The assertion was "if you really know how to prompt, give feedback, do small corrections and fix LLM errors, then everything works fine".

It is impossible to prove or disprove because if everything DOES NOT work fine you can always say that the prompts were bad, the agent was not configured correctly, the model was old, etc. And if it DOES work, then all of the previous was done correctly, but without any decent definition of what correct means.

>And if it DOES work, then all of the previous was done correctly, but without any decent definition of what correct means.

If a program works, it means it's correct. If we know it's correct, it means we have a definition of what correct means otherwise how can we classify anything as "correct" or "incorrect". Then we can look at the prompts and see what was done in those prompts and those would be a "correct" way of prompting the LLM.
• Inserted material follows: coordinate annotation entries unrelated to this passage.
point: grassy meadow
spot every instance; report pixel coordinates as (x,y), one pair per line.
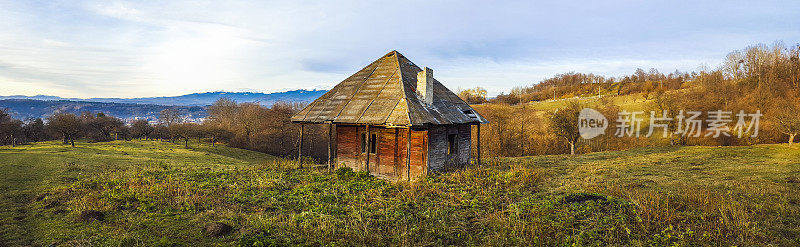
(161,194)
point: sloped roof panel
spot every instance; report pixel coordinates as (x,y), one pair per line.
(384,92)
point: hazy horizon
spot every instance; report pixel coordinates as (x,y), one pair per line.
(128,49)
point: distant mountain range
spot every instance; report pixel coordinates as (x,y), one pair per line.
(196,99)
(191,106)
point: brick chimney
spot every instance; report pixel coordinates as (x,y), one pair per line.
(425,85)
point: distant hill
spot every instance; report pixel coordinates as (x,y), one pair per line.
(29,108)
(195,99)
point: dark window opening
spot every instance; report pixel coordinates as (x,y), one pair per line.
(451,141)
(363,142)
(372,144)
(470,114)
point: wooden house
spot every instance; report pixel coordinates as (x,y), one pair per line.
(395,120)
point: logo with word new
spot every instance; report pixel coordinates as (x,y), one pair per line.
(591,123)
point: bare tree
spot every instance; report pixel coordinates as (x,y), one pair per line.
(564,123)
(788,119)
(66,124)
(168,117)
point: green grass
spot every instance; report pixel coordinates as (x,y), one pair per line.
(161,194)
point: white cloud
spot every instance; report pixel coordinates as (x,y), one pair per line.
(134,49)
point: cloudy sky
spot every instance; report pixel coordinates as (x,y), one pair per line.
(162,48)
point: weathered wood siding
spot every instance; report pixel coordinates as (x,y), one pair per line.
(438,147)
(390,159)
You don’t know it works. That you so glibly speak about products working is proof that your engineering judgment is impaired. You can’t infer the exact contents of a black box merely by looking at outside behavior.

The fundamental fallacy you are exhibiting here is similar to saying that rolling a six sided die and getting a “6” means that you will always get a 6 any time you roll it. And that if you get a 6 and wanted a 6, you must have therefore rolled those dice “correctly” and had you not gotten a 6 that would have meant you rolled them “wrong.”

You know that is not true.

>You don’t know it works. That you so glibly speak about products working is proof that your engineering judgment is impaired. You can’t infer the exact contents of a black box merely by looking at outside behavior.

I don't know the exact internals of a car. But I can infer my car works by driving it.

>The fundamental fallacy you are exhibiting here is similar to saying that rolling a six sided die and getting a “6” means that you will always get a 6 any time you roll it. And that if you get a 6 and wanted a 6, you must have therefore rolled those dice “correctly” and had you not gotten a 6 that would have meant you rolled them “wrong.”

Bro we rolled that dice MULTIPLE times. It's not a one time thing. And the "rolling" of the die is done with a CHAIN of MULTIPLE qureries strung together. This is not one roll. It's multitudes of data points. Yes results can be inconsistent from a technical standpoint, but the general result converges on a singular trend.

We know that much is true: a statistic and that is at most all we can say about reality as we know it as science formalized can only give a statistic as an answer.

"I don't know the exact internals of a car. But I can infer my car works by driving it."

No, you can't infer that it "works." Only that it CAN work. The car may be poisoning you with carbon monoxide. Your rear brakes may have become disconnected (happened to me). The antilock braking system may have a faulty sensor that only fails at very low speed, leading to them engaging when making a normal stop, but also preventing the mechanic from seeing the problem, because he didn't listen to your bug report and instead tried to repro the effect with high speed panic stops (also happened to me).

If I use a product and have a good experience, I can conclude that SOMETHING must be going well, but not that EVERYTHING is going well.

This is reasoning about evidence 101.